Cavell was born in 1865 in Swardeston, a village near Norwich. The eldest daughter of a vicar, she grew up with a strong Anglican faith and it was this belief that propelled her decision to risk her life helping those in need.
Cavell trained to be a nurse at the Royal London Hospital and became a matron at a nursing school in Belgium in 1907, where she was a pioneering force in modernising the nursing profession.
Cavell was visiting her mother in Norfolk when WW1 broke out, but returned to Belgium to treat wounded civilians and soldiers at a Red Cross hospital in Brussels.
Her hospital treated soldiers from both sides of the war and Cavell assisted the resistance movement in sheltering British, French and Belgian soldiers, helping more than 200 escape via the Netherlands.
Why was she executed?
Cavell was betrayed and arrested with 34 others in August 1915. She was convicted of treason and, despite international pressure, executed by a firing squad made up of German soldiers at a shooting range in Brussels. She was 49-years-old.

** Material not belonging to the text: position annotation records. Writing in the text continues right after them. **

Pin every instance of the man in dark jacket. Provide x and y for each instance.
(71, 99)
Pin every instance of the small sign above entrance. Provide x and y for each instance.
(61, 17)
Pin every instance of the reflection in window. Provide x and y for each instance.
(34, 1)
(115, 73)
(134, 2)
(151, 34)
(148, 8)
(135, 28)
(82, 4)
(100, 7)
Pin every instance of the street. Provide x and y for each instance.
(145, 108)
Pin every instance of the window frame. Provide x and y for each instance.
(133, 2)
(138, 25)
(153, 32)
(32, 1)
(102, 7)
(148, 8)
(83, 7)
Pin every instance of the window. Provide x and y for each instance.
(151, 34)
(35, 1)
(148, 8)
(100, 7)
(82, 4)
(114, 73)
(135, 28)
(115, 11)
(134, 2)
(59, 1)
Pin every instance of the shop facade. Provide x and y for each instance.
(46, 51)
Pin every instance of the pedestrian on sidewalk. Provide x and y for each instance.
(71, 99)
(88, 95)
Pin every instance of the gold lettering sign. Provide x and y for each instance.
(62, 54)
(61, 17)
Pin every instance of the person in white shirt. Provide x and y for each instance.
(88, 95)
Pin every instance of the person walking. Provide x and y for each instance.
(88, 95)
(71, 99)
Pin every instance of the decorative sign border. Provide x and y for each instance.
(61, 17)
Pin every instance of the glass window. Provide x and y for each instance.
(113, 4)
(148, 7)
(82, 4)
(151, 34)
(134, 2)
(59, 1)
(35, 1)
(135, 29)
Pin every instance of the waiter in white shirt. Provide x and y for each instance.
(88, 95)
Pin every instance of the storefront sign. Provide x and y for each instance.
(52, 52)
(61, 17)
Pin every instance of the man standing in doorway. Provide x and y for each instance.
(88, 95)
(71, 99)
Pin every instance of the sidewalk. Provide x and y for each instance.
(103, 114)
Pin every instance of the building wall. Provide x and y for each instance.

What are her most famous quotes?
Cavell was visited by an Anglican chaplain the night before her death, where she made one of her most well-known statements: “This I would say standing as I do in view of God and eternity, I realise that patriotism is not enough. I must have no hatred or bitterness towards anyone.”
Before becoming a nurse, Cavell wrote a letter to her cousin vowing to help those in need. “Some day I am going to do something useful,” she wrote. “It must be something for people. They are most of them so helpless, so hurt and so unhappy.”
Cavell became known as a martyr of WW1 and her death was widely used in British propaganda to encourage soliders to enlist in the army, including in one poster that read: “Murdered by the Huns“ and urged people to "enlist in the 99th (Essex battalion, of the Canadian Expeditionary Force) and help stop such atrocities”. The number of men enlisting doubled to 10,000 a week after she was killed.
Her body was exhumed in 1919 and she was buried in the grounds of the Norwich Cathedral.
What is being done to commemorate the centenary of her death?
Her life is being celebrated with two events on Monday; a ceremony at the Belgian Senate, where she was found guilty of treason, and with the unveiling of a contemporary bust of her in Montjoie park in the Brussels suburb of Uccle by Princess Anne and Belgium’s Princess Astrid.